Sikap demikian ini muncul karena memikirkan tentang Akhir Zaman itu juga ada baik dan buruknya. Bayangkan saja bila setiap orang memikirkan Akhir Zaman atau sederhananya pemakaman bagi mereka sendiri; sekalipun menyeramkan. Tapi, melakukan hal ini akan membuat kita ingat: ingin menjadi jenis orang seperti apakah kita dan prioritas hidup dan mana yang paling penting untuk kita. Karena sebagian besar orang, akan lebih mudah berefleksi kembali hidup mereka setelah terbaring di peti mati, berharap prioritas hidup mereka akan berbeda.

Disisi lain, bila seseorang tidak berlebihan membicarakan dan membayangkan Akhir Zaman atau sederhananya tentang kematiannya sendiri, juga ada baiknya. Hidup yang demikian ini pastilah akan lebih santuy.

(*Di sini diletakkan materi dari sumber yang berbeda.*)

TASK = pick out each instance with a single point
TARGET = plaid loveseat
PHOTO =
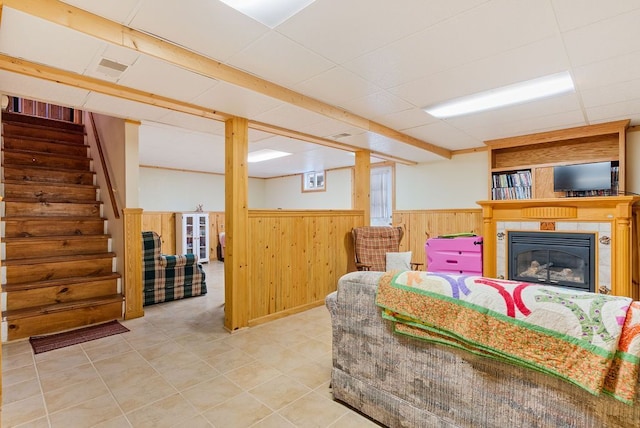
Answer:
(168, 278)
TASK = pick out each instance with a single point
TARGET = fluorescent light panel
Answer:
(518, 93)
(265, 154)
(269, 12)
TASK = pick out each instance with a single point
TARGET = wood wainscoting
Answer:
(420, 225)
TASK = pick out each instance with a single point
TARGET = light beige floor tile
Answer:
(187, 376)
(72, 376)
(62, 361)
(313, 410)
(353, 420)
(68, 395)
(38, 423)
(107, 347)
(86, 414)
(142, 392)
(312, 373)
(21, 390)
(252, 375)
(197, 421)
(164, 413)
(230, 360)
(20, 412)
(211, 393)
(239, 412)
(16, 348)
(20, 374)
(117, 422)
(273, 421)
(127, 368)
(279, 392)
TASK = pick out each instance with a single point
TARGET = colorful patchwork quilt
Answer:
(589, 339)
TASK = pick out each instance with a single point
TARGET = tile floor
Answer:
(178, 367)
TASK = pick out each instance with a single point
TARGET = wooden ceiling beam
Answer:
(79, 81)
(112, 32)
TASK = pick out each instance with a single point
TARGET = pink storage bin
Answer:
(461, 255)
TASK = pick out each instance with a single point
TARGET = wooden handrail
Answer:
(114, 204)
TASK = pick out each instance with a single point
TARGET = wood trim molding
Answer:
(119, 35)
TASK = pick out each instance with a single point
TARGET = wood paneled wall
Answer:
(164, 224)
(422, 225)
(296, 259)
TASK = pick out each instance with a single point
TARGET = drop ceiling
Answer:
(375, 59)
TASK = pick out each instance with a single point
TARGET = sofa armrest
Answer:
(177, 260)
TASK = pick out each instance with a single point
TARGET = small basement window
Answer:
(313, 181)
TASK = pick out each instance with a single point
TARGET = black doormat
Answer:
(60, 340)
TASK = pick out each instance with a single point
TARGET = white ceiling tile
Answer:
(467, 37)
(290, 117)
(534, 60)
(604, 39)
(151, 75)
(206, 26)
(122, 108)
(280, 60)
(42, 90)
(353, 31)
(37, 40)
(115, 10)
(235, 100)
(378, 104)
(192, 122)
(573, 14)
(336, 86)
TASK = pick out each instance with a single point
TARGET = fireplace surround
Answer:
(553, 258)
(608, 218)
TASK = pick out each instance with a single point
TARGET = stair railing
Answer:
(112, 195)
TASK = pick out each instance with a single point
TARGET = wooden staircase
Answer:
(57, 265)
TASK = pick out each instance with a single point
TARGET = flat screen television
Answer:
(582, 177)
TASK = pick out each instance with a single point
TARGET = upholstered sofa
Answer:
(402, 381)
(168, 277)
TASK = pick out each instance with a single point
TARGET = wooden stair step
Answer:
(44, 145)
(54, 292)
(51, 175)
(17, 207)
(51, 192)
(25, 119)
(24, 323)
(30, 130)
(60, 282)
(35, 247)
(13, 157)
(20, 271)
(29, 226)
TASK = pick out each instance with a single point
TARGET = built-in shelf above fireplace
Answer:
(608, 218)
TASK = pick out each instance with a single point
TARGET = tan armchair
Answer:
(372, 244)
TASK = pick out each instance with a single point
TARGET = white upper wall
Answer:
(451, 183)
(170, 190)
(286, 192)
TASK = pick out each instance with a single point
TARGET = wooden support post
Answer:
(236, 257)
(362, 184)
(132, 263)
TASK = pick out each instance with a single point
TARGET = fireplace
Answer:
(552, 258)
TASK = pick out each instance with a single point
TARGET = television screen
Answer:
(586, 176)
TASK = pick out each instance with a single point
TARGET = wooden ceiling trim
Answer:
(52, 74)
(80, 20)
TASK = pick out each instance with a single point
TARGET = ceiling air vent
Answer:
(111, 68)
(344, 134)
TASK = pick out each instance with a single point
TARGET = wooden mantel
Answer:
(616, 210)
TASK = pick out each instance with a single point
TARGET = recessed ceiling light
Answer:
(269, 12)
(522, 92)
(265, 154)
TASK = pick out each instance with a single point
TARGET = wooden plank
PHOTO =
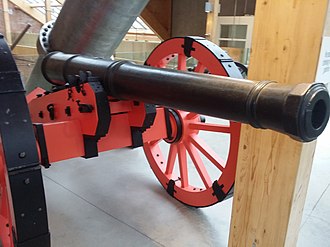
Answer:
(7, 21)
(212, 29)
(157, 15)
(273, 170)
(35, 14)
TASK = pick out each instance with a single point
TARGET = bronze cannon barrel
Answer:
(301, 111)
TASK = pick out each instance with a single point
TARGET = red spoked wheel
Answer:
(196, 164)
(6, 225)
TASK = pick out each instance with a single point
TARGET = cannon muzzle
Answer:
(301, 111)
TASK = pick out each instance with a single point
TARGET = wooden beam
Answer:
(6, 21)
(35, 14)
(40, 5)
(157, 15)
(212, 29)
(60, 1)
(48, 9)
(273, 170)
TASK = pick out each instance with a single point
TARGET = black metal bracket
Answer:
(25, 187)
(217, 191)
(103, 113)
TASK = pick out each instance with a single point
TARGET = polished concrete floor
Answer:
(115, 200)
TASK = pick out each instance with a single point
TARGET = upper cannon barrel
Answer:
(301, 111)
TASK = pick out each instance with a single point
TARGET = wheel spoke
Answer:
(199, 164)
(171, 159)
(182, 63)
(208, 152)
(199, 68)
(183, 165)
(210, 127)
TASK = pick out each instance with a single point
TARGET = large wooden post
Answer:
(273, 170)
(212, 32)
(6, 21)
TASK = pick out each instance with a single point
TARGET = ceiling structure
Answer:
(47, 10)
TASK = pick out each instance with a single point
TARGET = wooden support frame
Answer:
(273, 170)
(6, 21)
(48, 9)
(29, 10)
(157, 15)
(212, 30)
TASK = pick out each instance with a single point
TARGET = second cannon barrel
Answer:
(301, 111)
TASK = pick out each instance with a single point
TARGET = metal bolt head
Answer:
(22, 155)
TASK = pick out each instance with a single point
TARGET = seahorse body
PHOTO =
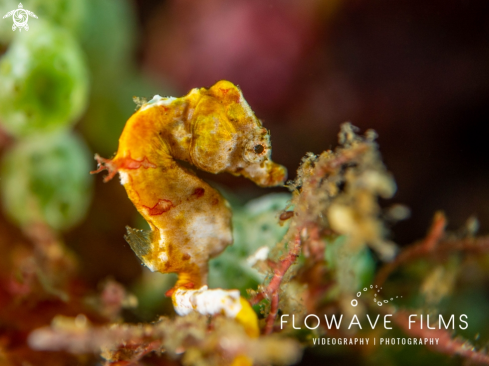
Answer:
(212, 129)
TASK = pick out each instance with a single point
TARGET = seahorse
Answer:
(214, 130)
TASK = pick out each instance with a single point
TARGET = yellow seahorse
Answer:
(216, 131)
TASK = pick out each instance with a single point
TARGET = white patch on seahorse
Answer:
(158, 100)
(150, 265)
(163, 257)
(207, 302)
(162, 241)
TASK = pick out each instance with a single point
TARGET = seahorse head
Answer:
(227, 136)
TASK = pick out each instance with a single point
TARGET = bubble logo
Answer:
(376, 299)
(20, 17)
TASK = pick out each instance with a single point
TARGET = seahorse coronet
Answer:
(212, 129)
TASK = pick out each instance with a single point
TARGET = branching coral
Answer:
(332, 217)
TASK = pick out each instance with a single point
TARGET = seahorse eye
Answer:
(259, 149)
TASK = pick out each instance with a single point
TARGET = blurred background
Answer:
(415, 72)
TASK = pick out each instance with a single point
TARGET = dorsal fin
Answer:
(139, 240)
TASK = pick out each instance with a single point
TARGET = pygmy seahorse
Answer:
(214, 130)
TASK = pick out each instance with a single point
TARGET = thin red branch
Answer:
(446, 344)
(272, 290)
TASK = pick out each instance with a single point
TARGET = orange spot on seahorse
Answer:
(161, 207)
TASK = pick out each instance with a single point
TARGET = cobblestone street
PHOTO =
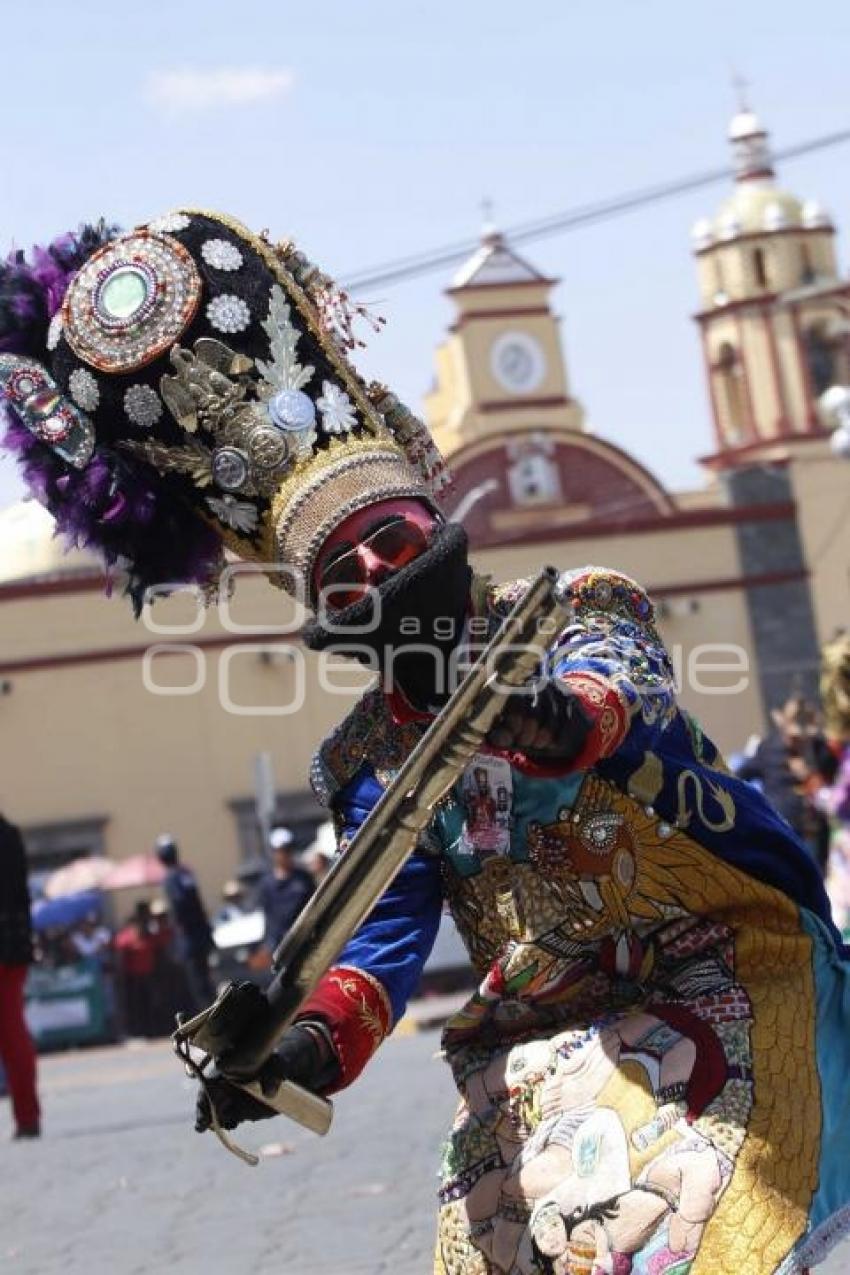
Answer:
(121, 1186)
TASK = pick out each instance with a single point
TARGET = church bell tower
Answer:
(501, 367)
(775, 314)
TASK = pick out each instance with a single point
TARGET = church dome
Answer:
(757, 204)
(29, 551)
(756, 208)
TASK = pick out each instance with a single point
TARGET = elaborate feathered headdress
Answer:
(186, 385)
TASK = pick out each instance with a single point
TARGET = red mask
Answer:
(370, 546)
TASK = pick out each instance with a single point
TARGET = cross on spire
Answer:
(741, 86)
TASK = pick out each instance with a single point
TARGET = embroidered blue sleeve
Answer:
(395, 940)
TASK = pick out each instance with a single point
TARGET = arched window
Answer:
(732, 395)
(760, 268)
(808, 274)
(533, 477)
(821, 357)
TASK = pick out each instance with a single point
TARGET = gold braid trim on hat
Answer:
(348, 474)
(347, 477)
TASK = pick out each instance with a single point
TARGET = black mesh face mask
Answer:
(422, 611)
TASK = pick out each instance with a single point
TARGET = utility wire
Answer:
(571, 218)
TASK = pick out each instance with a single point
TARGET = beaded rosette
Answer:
(204, 374)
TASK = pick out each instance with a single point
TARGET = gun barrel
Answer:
(389, 834)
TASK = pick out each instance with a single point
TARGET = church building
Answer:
(751, 573)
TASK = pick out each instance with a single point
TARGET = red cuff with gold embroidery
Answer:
(607, 713)
(357, 1011)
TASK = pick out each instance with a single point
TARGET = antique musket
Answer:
(380, 848)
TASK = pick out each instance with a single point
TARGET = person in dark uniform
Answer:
(193, 931)
(17, 1049)
(284, 891)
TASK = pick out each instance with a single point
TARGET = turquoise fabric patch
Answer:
(832, 1043)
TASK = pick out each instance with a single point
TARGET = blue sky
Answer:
(374, 130)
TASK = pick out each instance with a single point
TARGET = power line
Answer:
(571, 218)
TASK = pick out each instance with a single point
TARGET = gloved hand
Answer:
(303, 1056)
(547, 724)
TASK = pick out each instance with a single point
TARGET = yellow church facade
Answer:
(114, 731)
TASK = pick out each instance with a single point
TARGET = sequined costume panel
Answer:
(651, 1065)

Contoh sederhananya, ibu rumah tangga yang memiliki tiga anak, berkata, “saya tidak bisa merapikan rumah menjadi sebersih yang saya inginkan sebelum semua orang meninggalkan rumah di pagi hari.” Ia begitu panik memikirkan ketidakmampuannya untuk menjadi sempurna sehingga dokternya meresepkan obat anticemas untuknya. Ia bersikap (dan merasa) seakan ada sepucuk pistol yang diarahkan ke kepalanya dan pemegang pistol itu menuntut agar ia membereskan semua piring di meja makan dan melipat semua serbet yang berserakan-atau tugas-tugas rumah tangga lainnya! Ya, demikianlah bila seseorang terlalu berlebihan membicarakan dan membayangkan Akhir Zaman. Tidak ada sukacita, dan bebanpun semakin bertambah.

Bila saudara menyadari, hal yang ingin disampaikan sangatlah sederhana; bersukacitalah dalam penantian (adven) ini. Sebab tidak ada orang lain selain diri kita sendirilah yang menciptakan tekanan yang kita alami. Padahal, sejatinya kita mengetahui bahwa,"kita tidak tahu kapan hari itu akan tiba". Lalu untuk apa, kita tanamkan beban itu dalam pikirkan kita, yang justru membuat kita tidak lagi bersukacita dalam masa pengharapan (adven) ini?